13. It is not clear that the legislation will identify additional resources to fund the additional demands imposed on federal law enforcement by its growing China-related case load. It is something that the Senate should take a closer look at.

14. The American semiconductor industry does not need a bailout. Despite increased competition South Korea, China, Taiwan and others, the U.S. semiconductor industry remains a global leader. The industry already benefits from a permanent research and development tax credit secured at the end of 2015.

Furthermore, various federal agencies collectively spend about $1.5 billion on semiconductor-specific research. With regard to narrowly defined security issues, Defense Department contracts with private companies for its microelectronic needs through its Trusted Foundry Program.

As for the companies themselves, semiconductor and chip manufacturers spend roughly 20 percent of their sales on research and development (close to $40 billion), more than any other industry. Any funds government funds at a minimum should be tailored towards cutting edge semiconductors, not older semiconductor technologies to simply out-subsidize foreign competitors.

Additionally, proper guardrails need to be established for which no funds essentially subsidize foreign government companies and supply chains, including China’s.

Senators Should Consider the Following

This analysis touches on only a small part of the provisions in the China package that is scheduled to be debated in the Senate over the next couple weeks. It should not be taken as exhaustive or commentary on the overall advisability of the legislation in its current form. Besides, there is more to come. Other committees will be reporting into the process, and members will have amendments on the floor.

Literally hundreds of amendments have already been added in committee to the components of this package. If the Senate continues as it should, and as Schumer has promised, under regular order, there will be hundreds more. It is impossible to anticipate all of them.

As outlined by The Heritage Foundation analysts here, there are some rules of thumb to consider the range of provisions not covered here.

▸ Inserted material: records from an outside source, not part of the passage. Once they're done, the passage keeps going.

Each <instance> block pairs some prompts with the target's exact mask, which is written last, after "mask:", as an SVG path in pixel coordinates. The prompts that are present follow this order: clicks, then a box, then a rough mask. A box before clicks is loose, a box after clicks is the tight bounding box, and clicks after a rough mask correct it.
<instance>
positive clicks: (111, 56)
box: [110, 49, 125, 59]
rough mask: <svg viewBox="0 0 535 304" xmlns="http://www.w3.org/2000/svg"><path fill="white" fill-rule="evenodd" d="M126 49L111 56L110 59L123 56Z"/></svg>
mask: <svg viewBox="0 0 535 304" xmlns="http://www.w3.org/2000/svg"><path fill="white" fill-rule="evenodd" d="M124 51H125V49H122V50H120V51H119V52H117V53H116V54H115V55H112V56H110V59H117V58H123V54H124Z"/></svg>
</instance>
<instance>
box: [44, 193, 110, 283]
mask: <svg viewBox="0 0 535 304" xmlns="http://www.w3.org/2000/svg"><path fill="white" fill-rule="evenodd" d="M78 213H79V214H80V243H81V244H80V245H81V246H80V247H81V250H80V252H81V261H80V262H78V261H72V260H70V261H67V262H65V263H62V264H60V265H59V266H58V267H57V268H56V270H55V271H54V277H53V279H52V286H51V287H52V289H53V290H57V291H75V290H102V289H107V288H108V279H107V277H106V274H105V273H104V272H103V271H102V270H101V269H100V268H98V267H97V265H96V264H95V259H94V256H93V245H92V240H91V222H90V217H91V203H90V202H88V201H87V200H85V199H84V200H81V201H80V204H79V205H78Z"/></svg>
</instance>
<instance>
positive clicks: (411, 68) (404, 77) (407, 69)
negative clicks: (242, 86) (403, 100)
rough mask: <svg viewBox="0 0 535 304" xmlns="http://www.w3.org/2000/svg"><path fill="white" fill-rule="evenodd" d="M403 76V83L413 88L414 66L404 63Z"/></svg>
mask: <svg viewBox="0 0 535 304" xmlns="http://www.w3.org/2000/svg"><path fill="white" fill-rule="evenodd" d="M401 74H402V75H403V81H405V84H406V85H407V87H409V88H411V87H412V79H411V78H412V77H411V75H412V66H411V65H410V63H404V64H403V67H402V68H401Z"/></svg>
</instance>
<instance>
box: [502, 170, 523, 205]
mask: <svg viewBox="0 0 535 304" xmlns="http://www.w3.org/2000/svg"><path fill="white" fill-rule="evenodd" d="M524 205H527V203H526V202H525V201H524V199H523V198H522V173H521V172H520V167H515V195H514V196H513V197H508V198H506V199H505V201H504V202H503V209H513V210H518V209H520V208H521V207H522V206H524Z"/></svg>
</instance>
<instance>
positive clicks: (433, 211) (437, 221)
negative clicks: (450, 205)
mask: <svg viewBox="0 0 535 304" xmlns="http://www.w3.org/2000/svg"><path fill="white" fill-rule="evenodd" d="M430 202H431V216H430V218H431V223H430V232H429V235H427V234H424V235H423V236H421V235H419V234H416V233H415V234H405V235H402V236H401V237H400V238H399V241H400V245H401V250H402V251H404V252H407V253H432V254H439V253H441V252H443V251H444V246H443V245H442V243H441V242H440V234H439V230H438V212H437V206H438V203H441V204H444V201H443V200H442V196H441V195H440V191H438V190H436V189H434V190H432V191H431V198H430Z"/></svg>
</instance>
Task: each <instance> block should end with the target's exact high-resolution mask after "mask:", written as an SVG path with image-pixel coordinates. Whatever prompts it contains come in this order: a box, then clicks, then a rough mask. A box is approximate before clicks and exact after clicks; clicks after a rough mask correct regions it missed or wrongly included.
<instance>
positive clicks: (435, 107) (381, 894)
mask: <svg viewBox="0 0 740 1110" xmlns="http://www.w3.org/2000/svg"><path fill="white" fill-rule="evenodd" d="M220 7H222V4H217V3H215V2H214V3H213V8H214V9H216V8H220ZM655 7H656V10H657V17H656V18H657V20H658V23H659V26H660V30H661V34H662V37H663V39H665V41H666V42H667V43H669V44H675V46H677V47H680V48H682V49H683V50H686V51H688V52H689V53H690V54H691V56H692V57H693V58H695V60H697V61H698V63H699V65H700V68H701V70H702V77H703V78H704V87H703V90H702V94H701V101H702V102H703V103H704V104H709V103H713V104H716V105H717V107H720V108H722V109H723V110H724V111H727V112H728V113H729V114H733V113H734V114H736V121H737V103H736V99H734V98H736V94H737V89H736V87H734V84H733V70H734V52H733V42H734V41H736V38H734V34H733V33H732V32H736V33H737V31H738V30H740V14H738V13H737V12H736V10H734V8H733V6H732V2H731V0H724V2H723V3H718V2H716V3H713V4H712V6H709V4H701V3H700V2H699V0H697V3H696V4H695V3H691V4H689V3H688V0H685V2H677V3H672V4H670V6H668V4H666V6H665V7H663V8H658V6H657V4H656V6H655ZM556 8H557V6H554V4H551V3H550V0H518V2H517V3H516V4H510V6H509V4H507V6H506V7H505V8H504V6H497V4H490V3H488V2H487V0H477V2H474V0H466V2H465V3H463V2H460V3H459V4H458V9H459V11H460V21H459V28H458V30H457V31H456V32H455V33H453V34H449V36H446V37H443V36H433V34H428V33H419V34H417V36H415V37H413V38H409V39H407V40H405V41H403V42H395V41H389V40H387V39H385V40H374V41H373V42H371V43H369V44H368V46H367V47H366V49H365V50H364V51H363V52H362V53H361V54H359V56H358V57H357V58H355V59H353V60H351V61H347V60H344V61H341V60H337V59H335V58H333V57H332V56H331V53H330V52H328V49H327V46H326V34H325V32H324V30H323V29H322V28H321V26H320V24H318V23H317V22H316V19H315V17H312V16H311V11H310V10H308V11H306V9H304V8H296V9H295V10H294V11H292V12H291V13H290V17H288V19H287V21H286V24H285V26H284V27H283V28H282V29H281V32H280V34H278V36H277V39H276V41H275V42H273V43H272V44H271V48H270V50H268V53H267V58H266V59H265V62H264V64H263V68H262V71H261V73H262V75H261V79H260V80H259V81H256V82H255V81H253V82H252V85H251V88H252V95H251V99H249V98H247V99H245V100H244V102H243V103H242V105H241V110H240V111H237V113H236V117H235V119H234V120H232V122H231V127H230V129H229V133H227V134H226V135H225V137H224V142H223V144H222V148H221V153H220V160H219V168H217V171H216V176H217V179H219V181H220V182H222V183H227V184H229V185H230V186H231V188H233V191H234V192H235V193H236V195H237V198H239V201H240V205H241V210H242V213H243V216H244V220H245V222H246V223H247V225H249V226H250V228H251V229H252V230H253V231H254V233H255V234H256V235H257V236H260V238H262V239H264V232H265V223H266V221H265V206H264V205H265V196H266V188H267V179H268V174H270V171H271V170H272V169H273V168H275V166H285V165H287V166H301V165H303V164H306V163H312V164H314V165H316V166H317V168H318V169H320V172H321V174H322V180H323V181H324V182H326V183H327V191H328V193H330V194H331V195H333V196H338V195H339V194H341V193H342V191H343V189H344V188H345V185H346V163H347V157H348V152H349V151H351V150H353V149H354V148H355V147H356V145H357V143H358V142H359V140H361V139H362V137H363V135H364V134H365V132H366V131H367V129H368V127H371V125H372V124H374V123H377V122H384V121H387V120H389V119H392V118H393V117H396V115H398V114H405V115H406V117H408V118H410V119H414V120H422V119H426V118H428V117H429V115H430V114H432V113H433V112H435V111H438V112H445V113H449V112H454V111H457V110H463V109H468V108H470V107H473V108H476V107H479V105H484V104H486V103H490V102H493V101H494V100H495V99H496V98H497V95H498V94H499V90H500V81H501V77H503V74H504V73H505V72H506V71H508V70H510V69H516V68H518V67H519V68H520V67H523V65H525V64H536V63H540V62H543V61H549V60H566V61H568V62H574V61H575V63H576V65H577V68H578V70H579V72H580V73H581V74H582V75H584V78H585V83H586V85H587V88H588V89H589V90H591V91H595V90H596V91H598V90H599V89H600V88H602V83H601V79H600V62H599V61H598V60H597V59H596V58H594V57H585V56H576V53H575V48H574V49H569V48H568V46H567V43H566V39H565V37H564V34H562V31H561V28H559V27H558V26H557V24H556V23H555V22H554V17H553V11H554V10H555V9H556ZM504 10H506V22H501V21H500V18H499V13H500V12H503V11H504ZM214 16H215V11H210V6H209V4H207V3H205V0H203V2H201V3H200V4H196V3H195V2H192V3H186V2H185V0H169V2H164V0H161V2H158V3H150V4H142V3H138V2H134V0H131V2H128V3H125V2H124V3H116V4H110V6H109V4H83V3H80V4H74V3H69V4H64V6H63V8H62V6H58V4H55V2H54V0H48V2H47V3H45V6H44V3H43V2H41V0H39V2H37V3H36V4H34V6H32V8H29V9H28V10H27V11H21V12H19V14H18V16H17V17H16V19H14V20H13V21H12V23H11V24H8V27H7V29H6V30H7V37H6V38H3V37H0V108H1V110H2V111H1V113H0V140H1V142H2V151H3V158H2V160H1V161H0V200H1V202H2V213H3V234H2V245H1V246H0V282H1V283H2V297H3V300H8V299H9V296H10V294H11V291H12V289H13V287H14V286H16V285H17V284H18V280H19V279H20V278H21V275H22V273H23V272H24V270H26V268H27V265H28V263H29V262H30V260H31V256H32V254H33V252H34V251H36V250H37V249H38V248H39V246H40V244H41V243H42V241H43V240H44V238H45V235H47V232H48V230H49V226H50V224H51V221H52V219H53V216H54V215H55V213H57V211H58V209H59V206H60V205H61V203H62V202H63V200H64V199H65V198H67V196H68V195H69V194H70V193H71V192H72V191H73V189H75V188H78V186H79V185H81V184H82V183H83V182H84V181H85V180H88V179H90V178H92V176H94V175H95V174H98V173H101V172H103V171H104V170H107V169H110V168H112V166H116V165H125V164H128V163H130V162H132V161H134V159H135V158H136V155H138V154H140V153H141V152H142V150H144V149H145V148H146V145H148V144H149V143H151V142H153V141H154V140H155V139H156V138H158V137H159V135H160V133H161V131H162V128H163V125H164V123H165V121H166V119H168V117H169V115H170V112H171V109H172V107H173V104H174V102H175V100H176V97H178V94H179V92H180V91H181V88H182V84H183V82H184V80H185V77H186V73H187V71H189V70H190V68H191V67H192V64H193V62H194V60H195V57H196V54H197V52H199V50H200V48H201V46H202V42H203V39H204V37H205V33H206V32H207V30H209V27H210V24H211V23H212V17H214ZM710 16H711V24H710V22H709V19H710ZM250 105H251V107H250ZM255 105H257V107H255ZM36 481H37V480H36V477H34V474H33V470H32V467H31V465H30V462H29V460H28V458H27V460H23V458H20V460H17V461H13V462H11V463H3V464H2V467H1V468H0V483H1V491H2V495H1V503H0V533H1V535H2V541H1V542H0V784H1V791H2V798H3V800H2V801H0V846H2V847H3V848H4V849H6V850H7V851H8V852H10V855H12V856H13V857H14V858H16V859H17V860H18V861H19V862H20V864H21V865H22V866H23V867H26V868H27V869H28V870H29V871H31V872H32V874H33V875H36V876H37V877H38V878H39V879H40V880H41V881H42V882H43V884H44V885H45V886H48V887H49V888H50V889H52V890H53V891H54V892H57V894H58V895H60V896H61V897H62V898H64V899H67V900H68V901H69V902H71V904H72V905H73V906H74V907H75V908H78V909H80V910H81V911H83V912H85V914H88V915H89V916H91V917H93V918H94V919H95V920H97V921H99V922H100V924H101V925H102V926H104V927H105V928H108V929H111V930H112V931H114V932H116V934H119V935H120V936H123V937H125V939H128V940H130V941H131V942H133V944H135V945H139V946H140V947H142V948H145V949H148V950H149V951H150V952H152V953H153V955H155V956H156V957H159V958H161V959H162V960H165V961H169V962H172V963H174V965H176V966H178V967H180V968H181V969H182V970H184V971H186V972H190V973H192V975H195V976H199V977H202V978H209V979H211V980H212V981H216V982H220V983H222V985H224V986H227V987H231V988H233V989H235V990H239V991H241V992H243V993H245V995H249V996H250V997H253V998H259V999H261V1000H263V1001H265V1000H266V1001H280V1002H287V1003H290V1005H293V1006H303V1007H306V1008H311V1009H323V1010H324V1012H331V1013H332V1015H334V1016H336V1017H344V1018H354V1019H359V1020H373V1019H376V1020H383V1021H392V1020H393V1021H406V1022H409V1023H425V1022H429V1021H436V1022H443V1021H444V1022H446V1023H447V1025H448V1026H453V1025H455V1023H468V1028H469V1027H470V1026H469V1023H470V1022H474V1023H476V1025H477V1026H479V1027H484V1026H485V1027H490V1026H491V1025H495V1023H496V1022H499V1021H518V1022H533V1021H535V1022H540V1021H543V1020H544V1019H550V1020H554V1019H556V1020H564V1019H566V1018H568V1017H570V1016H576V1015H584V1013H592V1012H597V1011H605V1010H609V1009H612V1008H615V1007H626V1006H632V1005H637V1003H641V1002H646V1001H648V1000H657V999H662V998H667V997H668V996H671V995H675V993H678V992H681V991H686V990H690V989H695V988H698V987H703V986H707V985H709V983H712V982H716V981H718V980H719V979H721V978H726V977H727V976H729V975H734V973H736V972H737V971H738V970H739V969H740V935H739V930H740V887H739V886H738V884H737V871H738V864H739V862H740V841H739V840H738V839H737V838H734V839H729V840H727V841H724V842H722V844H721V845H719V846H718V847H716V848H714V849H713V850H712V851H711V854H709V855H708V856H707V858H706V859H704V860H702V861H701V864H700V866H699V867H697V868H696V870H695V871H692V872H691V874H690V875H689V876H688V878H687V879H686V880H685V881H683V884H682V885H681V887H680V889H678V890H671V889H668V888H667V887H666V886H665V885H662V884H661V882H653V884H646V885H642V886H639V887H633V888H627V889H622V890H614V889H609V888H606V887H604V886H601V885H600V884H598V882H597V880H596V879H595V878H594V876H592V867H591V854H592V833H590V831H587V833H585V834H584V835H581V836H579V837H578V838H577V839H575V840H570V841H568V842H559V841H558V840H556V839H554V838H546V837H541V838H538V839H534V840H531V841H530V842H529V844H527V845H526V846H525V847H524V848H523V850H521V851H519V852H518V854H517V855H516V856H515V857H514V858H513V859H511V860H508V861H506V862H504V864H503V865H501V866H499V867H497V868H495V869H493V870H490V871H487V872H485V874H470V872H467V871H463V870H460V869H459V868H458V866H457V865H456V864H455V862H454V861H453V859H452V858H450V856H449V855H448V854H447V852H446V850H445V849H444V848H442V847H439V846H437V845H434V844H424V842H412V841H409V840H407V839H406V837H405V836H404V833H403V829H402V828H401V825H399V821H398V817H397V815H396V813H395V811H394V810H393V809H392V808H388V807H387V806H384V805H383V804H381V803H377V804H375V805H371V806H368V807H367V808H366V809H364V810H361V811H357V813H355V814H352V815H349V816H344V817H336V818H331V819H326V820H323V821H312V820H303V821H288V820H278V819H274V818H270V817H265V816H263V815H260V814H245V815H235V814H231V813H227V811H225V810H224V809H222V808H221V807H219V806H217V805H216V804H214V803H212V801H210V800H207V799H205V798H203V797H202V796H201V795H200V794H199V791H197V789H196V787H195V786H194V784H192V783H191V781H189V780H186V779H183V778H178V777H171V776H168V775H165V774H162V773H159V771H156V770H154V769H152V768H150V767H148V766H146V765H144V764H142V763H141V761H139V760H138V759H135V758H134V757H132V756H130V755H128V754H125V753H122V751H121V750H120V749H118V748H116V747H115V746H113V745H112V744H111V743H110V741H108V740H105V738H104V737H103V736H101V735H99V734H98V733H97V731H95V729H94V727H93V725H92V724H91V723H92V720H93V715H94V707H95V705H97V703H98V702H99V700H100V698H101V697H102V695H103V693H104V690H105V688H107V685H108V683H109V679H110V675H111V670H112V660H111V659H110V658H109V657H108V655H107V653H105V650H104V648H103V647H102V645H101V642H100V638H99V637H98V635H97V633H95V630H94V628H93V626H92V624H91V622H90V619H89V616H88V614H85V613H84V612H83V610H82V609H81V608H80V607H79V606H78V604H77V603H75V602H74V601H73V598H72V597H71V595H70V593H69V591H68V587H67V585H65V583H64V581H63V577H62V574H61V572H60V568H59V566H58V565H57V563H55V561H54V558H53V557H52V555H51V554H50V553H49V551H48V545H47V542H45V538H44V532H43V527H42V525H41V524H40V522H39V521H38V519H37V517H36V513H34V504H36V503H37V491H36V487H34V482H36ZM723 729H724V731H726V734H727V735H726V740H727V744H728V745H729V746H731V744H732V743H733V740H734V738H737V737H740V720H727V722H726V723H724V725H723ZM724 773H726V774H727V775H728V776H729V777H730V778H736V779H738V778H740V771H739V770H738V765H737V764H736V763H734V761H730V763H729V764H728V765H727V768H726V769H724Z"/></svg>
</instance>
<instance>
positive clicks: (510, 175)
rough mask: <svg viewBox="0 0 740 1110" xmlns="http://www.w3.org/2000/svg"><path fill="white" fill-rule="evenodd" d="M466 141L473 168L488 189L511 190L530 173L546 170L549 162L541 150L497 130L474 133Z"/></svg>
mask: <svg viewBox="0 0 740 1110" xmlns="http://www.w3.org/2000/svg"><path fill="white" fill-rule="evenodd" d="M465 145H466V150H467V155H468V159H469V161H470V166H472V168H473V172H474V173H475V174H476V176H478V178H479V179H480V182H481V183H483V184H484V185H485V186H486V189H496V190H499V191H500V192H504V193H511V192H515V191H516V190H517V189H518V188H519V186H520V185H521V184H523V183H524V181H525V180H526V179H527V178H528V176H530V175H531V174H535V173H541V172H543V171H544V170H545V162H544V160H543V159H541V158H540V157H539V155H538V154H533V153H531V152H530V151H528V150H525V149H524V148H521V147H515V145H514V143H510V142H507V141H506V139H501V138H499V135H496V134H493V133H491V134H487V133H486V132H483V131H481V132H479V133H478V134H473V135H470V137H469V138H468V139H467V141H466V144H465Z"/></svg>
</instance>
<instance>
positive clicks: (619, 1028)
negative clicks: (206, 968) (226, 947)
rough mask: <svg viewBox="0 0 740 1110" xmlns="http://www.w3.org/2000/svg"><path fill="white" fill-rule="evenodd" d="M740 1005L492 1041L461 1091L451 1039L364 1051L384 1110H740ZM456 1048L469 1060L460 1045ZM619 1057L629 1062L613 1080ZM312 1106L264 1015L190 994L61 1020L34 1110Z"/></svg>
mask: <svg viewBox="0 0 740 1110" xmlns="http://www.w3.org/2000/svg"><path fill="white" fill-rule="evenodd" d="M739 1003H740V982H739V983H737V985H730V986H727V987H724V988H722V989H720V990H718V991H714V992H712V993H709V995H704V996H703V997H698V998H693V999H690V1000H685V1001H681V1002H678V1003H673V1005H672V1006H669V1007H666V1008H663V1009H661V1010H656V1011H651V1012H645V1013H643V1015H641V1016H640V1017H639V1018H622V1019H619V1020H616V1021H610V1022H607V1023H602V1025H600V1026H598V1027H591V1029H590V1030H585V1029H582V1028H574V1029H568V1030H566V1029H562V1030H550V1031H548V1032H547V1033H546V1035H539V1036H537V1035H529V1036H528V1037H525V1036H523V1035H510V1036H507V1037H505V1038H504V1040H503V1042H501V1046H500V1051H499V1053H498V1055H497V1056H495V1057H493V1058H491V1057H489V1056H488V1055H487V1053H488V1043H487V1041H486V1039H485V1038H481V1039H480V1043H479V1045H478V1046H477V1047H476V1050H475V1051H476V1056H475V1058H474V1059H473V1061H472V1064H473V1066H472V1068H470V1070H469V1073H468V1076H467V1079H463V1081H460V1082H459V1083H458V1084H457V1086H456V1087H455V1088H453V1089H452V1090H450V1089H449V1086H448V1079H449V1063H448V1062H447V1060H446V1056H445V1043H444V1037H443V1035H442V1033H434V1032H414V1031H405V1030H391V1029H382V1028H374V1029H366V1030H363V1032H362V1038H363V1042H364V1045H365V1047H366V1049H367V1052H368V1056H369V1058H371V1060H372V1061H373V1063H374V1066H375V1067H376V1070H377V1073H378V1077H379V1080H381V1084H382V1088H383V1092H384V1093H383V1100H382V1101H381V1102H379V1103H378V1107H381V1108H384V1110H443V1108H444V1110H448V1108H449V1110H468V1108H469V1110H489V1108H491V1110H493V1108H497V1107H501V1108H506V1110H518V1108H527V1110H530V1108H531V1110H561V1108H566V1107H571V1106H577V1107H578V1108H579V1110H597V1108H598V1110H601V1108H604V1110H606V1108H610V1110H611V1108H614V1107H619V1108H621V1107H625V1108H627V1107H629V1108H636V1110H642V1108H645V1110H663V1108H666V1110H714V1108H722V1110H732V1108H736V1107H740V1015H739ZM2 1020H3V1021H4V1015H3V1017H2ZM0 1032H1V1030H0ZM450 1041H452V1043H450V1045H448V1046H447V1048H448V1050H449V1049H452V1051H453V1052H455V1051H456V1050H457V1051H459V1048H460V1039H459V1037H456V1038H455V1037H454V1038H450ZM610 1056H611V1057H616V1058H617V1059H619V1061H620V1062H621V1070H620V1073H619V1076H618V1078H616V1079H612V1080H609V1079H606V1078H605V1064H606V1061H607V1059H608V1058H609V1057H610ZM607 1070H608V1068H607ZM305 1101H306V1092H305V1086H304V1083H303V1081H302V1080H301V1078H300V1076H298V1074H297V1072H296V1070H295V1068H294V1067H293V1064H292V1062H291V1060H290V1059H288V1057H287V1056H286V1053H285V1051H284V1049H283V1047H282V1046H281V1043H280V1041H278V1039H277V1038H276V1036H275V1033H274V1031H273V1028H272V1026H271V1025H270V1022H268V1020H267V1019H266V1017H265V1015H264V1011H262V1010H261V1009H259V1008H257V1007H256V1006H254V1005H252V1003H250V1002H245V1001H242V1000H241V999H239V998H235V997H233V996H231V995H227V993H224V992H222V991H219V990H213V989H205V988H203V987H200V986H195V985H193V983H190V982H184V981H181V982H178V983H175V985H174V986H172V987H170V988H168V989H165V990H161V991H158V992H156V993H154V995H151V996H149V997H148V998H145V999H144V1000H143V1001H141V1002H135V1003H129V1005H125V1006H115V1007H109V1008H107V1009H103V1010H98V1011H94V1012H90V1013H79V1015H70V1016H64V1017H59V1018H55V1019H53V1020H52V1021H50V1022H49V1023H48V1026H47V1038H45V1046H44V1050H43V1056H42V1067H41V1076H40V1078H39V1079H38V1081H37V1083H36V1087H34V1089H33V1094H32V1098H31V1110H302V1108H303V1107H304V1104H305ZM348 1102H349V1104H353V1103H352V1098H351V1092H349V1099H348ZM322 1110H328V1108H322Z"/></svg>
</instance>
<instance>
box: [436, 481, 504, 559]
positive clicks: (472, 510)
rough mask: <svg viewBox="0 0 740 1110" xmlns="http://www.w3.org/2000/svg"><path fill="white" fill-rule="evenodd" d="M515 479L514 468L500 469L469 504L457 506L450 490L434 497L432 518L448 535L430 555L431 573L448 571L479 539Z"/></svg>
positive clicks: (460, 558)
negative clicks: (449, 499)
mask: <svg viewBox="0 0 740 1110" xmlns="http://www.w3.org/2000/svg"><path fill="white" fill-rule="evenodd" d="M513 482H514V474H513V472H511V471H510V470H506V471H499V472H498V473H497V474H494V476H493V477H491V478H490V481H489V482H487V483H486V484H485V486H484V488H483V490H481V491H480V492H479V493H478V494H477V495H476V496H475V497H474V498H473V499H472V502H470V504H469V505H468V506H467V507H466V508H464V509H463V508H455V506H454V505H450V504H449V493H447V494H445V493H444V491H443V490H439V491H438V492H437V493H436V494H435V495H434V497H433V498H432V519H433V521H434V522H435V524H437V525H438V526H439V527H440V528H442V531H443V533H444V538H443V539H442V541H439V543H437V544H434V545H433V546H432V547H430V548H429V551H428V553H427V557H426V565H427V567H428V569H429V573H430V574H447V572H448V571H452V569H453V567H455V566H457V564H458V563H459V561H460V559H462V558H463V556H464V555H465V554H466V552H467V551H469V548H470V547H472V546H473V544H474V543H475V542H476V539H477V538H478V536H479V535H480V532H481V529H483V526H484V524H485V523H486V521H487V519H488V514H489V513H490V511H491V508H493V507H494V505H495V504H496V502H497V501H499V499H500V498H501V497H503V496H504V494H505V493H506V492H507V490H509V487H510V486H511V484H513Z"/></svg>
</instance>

  1. The Senate should stay focused on the big picture. So far, it seems to be doing so in spades. Still, there is an outside chance that frustration with the process could derail the all-encompassing approach, and Senators will be called on to pass a narrow bill aimed less at China and more at U.S. domestic spending priorities contained in the package.
  2. Stay focused on limiting spending. Just because the context for new U.S. government initiatives is now denominated in trillions doesn’t mean that billions and millions is not real money.
  3. Stage engaged. This should not be a fire and forget exercise. Sanctions and new regulations should have mechanisms that make their execution accountable to Congress. Reporting requirements can be effective in this regard. They shouldn’t, however, just serve to create new paperwork for the executive branch.
  4. Limit new national interest or national-security waivers and look to tight existing ones. If Congress is not sure about a provision, reject it; don’t create an escape clause.
  5. Avoid protectionism and industrial policy. This China bill is an opportunity to get China policy right. It shouldn’t be use used as an opening to reshape the American economy or protect critical political constituencies.
  6. Be explicit about policy frameworks. Just because such expressions of congressional intent do not necessarily compel the executive does not mean they are not valuable. They set the context for the administration, and actually, over time can have major impact.
  7. See the China challenge as about more than China itself. It is about getting U.S. relations with allies and partners right. Congress can do a great deal in this regard.

It is a good thing that the Senate is embarking on this China debate. There is a lot of good in this legislative package. Weighing it down with billions of dollars in spending and domestic priorities unrelated to the China challenge, however, will negate those things. The Senate’s work is cut out for it.